Выбрать главу

Сзади шмыгнули носом. Выразительно, по всем правилам.

Оборачиваюсь — Боцман. В зубах тлеет сигаретка, при затяжке освещая дружелюбную, хотя и отвратительную ухмылку.

— Что это ты здесь делаешь, Мишель, в натуре?

— Да вот, мусор… Вернее, погреться решил, — сказал я, хлопая себя по карманам в поисках спичек. Они и не могли найтись, дома у меня самозагорающаяся газовая плита.

— Погреться чтобы, другое надо, — косноязычно, но доходчиво высказался Боцман, щелкая зажигалкой и подпаливая бумагу.

Я опять стал хлопать по карманам:

— Ни копья. Кровь Христова нынче дорога.

— Христова? А, праздник?

— В смысле?

Он опять шмыгнул.

— Знаешь чего?

— Чего?

И Боцман сообщил, что в ночной палатке сменилась продавщица. Зовут Люська. Раньше, говорят, работала библиотекаршей.

— Ну и что?

Боцман предложил книжки не жечь, а обменять на выпивку. Библиотекарша не откажется. Я выразил сомнение в успехе. Если эта Люська работала в библиотеке, то должна была книги возненавидеть.

— Ты ничего не понимаешь.

Мне казалось, что это он ничего не понимает, но спорить не стал, потому что очень хотелось выпить. Хотелось настолько сильно, что было все равно с кем.

— Давай неси.

Боцман присел, Амосова и Трешкур уже разгорелись, и в свете маленького пожара он провел сортировку моей переносной библиотеки. По какому принципу он отбирает кандидатуры для обмена, я так и не понял. Ишемическая болезнь и гипертония шли в общую стопку, к Эк-харту и Тертуллиану.

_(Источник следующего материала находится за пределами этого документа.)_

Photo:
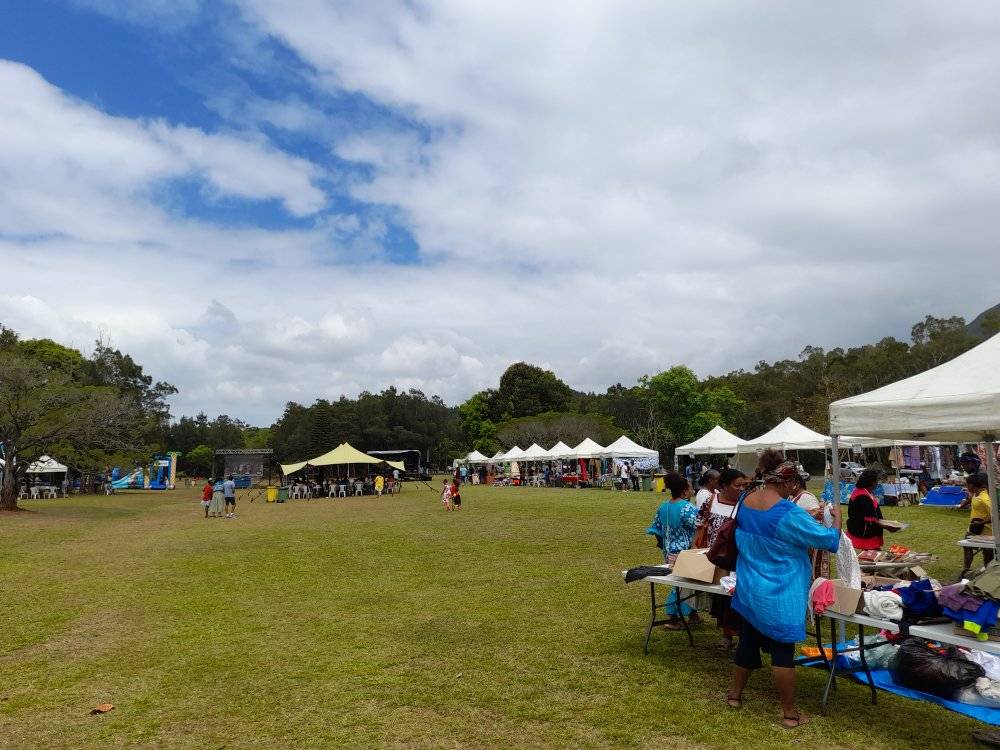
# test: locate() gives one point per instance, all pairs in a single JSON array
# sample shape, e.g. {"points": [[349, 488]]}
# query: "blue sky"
{"points": [[267, 202]]}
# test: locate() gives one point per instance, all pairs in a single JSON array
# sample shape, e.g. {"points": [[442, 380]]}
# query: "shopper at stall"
{"points": [[674, 523], [714, 513], [982, 512], [773, 575], [708, 485], [864, 514]]}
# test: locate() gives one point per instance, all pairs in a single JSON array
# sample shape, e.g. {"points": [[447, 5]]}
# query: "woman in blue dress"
{"points": [[675, 523], [773, 574]]}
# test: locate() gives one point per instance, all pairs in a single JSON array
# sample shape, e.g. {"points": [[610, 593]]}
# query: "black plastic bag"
{"points": [[941, 672]]}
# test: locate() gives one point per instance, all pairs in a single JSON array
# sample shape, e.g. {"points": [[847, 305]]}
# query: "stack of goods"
{"points": [[904, 601], [973, 605]]}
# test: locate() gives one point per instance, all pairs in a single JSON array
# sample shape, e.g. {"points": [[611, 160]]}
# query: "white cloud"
{"points": [[610, 188]]}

Кажется, наибольшее значение имело качество переплета.

— Жди. И жги. — Боцман бросил окурок в дотлевающий костерок.

Я схватил «Лекарство от депрессии» и начал отрывать страницу за страницей и подкладывать в огонь. Получалось что-то вроде гадания: принесет, не принесет.

Мейстера Экхарта было немного жалко. Впрочем, что значит «жалко»?! Если я не удавлюсь сегодня, то пойду в невинный магазин и возобновлю. И что его жалеть, гада, заявившего, что Богу, видите ли, противно творчество в образах. А я ни в чем больше творить не могу. Пусть попьет дешевой паленой водочки, самоуверенный средневековец, встретится с моими глюками, и тогда мы поговорим. А Григорий Палама тем более заслужил. Столько наболтать о пользе молчания! Воистину, онемеет, сгорев.

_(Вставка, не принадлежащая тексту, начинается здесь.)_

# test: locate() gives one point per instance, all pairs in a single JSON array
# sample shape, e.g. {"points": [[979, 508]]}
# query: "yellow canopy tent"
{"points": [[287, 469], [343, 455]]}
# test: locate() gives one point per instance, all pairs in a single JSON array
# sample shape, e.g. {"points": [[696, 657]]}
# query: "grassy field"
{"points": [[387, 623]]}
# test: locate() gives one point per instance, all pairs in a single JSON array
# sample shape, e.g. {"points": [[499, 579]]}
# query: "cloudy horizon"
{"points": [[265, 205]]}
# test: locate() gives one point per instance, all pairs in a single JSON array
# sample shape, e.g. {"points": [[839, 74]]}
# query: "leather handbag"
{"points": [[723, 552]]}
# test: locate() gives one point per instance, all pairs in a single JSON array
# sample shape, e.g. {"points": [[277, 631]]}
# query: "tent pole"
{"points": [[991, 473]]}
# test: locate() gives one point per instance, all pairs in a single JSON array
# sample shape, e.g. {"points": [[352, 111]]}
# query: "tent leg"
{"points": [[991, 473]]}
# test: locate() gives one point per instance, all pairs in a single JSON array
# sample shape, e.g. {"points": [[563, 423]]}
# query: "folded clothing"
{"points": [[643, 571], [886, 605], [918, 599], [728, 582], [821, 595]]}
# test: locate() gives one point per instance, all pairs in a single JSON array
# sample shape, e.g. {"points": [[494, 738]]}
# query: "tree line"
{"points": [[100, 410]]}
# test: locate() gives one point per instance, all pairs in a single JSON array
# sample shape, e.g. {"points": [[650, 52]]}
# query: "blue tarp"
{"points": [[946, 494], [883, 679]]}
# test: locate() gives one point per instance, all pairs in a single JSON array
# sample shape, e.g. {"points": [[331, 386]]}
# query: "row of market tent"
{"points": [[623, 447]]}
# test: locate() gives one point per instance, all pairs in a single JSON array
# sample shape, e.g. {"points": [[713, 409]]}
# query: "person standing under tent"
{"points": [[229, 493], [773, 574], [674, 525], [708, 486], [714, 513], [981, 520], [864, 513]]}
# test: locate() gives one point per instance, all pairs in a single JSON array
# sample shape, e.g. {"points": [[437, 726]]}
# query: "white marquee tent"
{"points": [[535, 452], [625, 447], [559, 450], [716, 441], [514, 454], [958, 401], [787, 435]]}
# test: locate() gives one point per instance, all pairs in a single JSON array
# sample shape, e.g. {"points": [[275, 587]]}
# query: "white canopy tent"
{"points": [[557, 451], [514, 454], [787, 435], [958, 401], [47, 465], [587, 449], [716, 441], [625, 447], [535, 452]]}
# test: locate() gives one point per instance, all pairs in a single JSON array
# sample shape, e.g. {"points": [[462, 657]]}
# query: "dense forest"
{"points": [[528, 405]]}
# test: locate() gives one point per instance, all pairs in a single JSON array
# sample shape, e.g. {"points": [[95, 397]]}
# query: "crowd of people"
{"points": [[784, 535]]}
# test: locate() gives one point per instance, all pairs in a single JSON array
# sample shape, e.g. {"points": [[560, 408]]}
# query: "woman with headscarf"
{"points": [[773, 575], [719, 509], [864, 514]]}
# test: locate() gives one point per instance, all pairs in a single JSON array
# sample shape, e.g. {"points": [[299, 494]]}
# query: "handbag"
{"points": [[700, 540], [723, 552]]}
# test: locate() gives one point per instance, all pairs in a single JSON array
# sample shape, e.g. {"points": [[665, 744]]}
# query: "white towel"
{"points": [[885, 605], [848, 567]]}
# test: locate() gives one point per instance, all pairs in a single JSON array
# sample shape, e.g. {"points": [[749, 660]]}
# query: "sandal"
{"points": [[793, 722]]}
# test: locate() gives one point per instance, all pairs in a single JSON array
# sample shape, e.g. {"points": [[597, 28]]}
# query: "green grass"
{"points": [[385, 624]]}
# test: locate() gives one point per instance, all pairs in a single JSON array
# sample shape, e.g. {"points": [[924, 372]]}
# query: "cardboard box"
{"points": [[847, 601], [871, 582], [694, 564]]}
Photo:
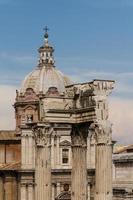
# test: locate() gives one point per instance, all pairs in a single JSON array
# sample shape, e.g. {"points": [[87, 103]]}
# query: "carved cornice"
{"points": [[79, 135], [102, 132], [42, 135]]}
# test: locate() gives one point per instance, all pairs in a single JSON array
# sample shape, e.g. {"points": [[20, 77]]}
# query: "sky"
{"points": [[92, 39]]}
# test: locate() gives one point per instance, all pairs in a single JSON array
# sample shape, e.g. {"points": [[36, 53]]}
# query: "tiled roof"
{"points": [[10, 166], [8, 135]]}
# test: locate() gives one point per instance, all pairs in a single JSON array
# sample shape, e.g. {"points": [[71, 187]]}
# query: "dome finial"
{"points": [[46, 29]]}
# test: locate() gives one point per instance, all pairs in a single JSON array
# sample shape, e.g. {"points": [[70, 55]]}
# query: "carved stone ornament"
{"points": [[42, 136], [102, 132], [79, 134]]}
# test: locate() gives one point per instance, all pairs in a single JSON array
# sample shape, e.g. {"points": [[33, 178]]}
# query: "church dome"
{"points": [[45, 76]]}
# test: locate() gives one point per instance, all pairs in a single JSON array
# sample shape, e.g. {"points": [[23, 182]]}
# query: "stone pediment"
{"points": [[65, 143]]}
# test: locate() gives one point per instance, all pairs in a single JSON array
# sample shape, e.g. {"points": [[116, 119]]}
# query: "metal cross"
{"points": [[46, 29]]}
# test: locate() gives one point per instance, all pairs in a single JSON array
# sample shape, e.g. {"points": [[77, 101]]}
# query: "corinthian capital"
{"points": [[79, 134], [102, 131]]}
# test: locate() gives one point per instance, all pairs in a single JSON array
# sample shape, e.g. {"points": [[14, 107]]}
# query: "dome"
{"points": [[43, 78]]}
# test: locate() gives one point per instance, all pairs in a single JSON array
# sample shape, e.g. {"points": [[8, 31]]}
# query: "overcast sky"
{"points": [[92, 39]]}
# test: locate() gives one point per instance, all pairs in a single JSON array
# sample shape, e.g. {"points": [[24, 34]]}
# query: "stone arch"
{"points": [[66, 195]]}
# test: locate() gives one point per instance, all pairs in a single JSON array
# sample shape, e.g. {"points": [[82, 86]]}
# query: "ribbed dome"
{"points": [[43, 78], [46, 75]]}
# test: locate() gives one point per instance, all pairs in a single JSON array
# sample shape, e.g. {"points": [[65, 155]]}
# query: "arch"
{"points": [[66, 195]]}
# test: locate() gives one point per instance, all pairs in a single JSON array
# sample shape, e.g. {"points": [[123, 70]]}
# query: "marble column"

Слева раздалось какое-то хлюпанье, я поднял глаза и различил на одном из бревен, что нескладной буквой П окружали костер, сидит парочка теней. Я стал подбрасывать в костер листки быстрее, пламя выросло, и я увидел двух тихих сопливых подруг, вечно пасущихся подле злачных мест микрорайона. Когда я выбегаю ночью за пивом, они вечно скулят: дай, мол, денежку, какую не жалко. Я старался сбросить им мелочь таким образом, чтобы при этом не разглядеть глаз. И вот теперь нагляделся за все прочие разы, и даже в запас. Видел я даже не глаза, а громадные черные синяки, зиявшие у каждой на правой стороне пасмурного лица, как будто их обеих бил левша. Одна из дам достала из кармана и бросила в костер пустую пачку из-под сигарет, как бы показывая, что костер — наше общее дело, а мы — одна компания.

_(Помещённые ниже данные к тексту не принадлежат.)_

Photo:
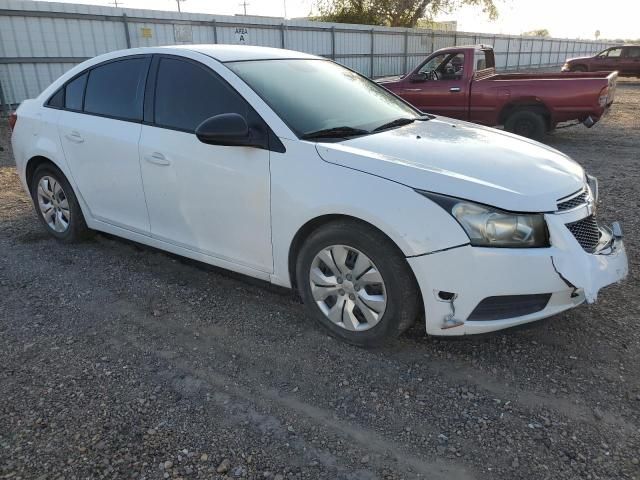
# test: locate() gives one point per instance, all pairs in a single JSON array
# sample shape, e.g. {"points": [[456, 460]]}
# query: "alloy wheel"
{"points": [[348, 287], [53, 204]]}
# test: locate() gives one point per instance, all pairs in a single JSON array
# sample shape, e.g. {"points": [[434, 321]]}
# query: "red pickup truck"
{"points": [[461, 82]]}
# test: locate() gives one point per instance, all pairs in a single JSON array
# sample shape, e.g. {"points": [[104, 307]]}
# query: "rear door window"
{"points": [[74, 93], [633, 52], [187, 94], [116, 89]]}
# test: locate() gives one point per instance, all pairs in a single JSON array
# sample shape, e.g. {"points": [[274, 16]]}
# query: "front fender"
{"points": [[414, 223]]}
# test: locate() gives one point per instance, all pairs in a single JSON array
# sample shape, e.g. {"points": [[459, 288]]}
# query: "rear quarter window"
{"points": [[116, 89], [74, 93]]}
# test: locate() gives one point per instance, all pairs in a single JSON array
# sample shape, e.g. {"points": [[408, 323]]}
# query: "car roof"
{"points": [[235, 53]]}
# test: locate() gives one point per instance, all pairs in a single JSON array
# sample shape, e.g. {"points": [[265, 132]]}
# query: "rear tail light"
{"points": [[13, 119], [604, 96]]}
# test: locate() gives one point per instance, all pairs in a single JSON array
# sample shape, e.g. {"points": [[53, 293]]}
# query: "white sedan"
{"points": [[293, 169]]}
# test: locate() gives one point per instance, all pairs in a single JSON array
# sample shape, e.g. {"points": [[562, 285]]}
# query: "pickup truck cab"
{"points": [[461, 82], [625, 59]]}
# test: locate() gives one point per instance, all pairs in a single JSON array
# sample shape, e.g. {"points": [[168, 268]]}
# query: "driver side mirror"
{"points": [[418, 77], [230, 129]]}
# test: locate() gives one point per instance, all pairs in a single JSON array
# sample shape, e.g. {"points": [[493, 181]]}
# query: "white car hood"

Не хватало тоже! Между прочим, кто-то утверждал, что каждый умирает в одиночку. Вранье дешевое! А не угодно ли проследовать в небытие в сопровождении двух насквозь проалкоголенных фей? А, собственно, чего ты дергаешься? Это твой народ. Если бы тут сидели какие-нибудь япошки и делали себе харакири и тебя подговаривали, ты бы имел полное право послать их, а здесь…

— Есть! — громко сказал Боцман у меня за спиной.

Я радостно повернулся к нему, удивляясь, почему он такой расстроенный. Конечно же он просто привел с собой еще двоих. Одного очень даже прилично одетого и Тормоза, худого полублатного паренька, которого я ни разу за все эти годы не видел сидящим. Он вечно стоял подле каждой компании в полуприсесте, переступая с одной согнутой ноги на другую, шумно утирая рукавом рот, а все ему кричали: «Тормози!»

Я обрадовался: будет кому развлекать дам.

Боцман выкладывал на кусок белой фанеры добычу. Две бутылки водки, три упаковки орешков и чипсов. Два вареных яйца.